The lauded HBO series, starring Steve Buscemi, Gretchen Mol, Michael Pitt, Kelly Macdonald, Michael Shannon, Dabney Coleman, Vincent Piazza, Stephen Graham and Jack Huston, is set in the prohibition era and features an array of colorful characters: gangsters, showgirls, prostitutes, crooked cops and shady politicians (were there any other kind?).
Their historically accurate costumes — a mix of vintage and made – initially surprised TV viewers with bright colors and bold patterns, especially on the men, who were literally the peacocks of that period of social upheaval.
For their second season, Dunn and Padovani have the Emmy submission selection process down pat.
“I go back through all the scripts instead of trying to watch a full year of episodes,” Padovani tells The Hollywood Reporter. “We look at the story highlights and make a list. Then we fast forward through the top episodes and pause on the parts we like. Then we decide which one has the most bang for the buck. That’s what its all about. You’re always trying to put your best face forward for the Emmy submission.”
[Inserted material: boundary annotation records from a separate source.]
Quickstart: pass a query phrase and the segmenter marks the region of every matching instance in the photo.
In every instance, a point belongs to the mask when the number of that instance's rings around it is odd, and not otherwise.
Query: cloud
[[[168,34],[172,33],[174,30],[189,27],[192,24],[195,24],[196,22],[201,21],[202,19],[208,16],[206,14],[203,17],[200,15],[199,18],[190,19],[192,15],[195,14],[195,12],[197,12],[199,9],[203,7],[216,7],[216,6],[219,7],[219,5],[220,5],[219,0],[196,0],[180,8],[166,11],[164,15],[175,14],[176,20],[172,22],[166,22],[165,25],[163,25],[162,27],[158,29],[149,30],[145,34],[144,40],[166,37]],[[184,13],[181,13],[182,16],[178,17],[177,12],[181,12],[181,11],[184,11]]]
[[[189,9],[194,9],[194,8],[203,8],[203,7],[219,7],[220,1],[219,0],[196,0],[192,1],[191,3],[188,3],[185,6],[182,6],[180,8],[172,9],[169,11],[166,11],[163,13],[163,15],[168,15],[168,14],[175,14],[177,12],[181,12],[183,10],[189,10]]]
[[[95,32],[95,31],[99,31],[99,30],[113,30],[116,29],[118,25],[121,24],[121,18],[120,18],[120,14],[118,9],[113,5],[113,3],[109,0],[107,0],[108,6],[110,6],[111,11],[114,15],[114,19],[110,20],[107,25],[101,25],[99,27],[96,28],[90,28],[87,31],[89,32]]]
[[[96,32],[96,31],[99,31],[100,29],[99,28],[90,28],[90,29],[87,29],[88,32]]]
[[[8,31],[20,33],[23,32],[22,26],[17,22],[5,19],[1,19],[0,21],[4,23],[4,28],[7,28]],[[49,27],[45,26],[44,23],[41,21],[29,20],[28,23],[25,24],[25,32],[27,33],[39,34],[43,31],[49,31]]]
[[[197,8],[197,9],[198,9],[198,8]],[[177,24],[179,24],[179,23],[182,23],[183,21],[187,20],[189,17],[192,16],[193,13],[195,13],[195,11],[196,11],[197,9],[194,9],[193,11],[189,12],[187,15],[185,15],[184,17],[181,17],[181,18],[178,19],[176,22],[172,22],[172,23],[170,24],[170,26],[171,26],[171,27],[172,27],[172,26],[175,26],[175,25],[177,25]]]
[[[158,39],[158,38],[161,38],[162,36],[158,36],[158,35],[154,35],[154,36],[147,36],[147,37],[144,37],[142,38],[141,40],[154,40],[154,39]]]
The year, they felt the biggest costume bang is the season 2 premiere. See synopsis here.
Here’s their reasoning: “We wanted an episode that showed the breadth of the work that we do, a nice balance of intimate scenes contrasted with some of the movie scale scenes that we do, say the boardwalk and beach scenes,” says Dunn.
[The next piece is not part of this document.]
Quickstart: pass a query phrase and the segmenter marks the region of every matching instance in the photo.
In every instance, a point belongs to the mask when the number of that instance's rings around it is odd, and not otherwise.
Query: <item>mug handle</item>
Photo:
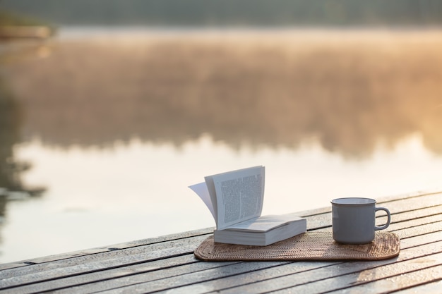
[[[388,228],[388,226],[390,226],[390,221],[391,220],[391,216],[390,215],[390,211],[388,209],[387,209],[385,207],[375,207],[374,208],[374,213],[376,214],[376,212],[378,210],[383,210],[384,212],[386,212],[387,213],[387,223],[386,223],[383,226],[374,226],[374,231],[379,231],[379,230],[385,230],[386,228]]]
“The premiere has an overview of all the work we did this season,” Dunn adds. “It covers the tawdry brothel of Chicago, the Four Deuces. But then we’re at the supper club and then we’re on the boardwalk. That episode shows all sorts of different characters, from various economic levels, the Ku Klux Klan, the showgirls, the prostitutes, Margaret at home, Nucky getting arrested. It’s just a broad spectrum.”
Both designers agree that it’s impossible to single out a particular outfit on the show as a so-called highlight.
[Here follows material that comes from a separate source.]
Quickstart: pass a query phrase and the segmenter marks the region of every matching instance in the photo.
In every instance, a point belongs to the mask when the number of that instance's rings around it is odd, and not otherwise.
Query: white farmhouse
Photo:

“But that’s kind of what our show is about to a certain degree,” says Dunn. “Every costume is done in detail and we’ve tried to elevate the whole level of costuming on television so that everybody looks as they should.”
But there is one thing new this season that both Dunn and Padovani are pretty jazzed about.
One of their sewers recently found an antique sewing machine on eBay that does a period fagoted seam, which gives a special lightness and detail to a blouse, especially on lightweight fabrics like chiffon. They found the funds in the costume budget, bought the machine and the sewers have all learned to use it.
“It’s amazing, as necessary as a needle and thread to us now,” says Padovani. “We use it on almost everything the women wear on the show now. It just gives that added detail to blouses, hems and llngerie that doesn’t exist anymore and has been lost over time.”
Dunn explains their incomparable joy: “It was sort of like finding a still in Grandpa’s garage and getting it up and running again. It’s a finish that’s so of that period. It’s that sort of stuff that really gets us excited.”
Spoken like true obsessive costume designers.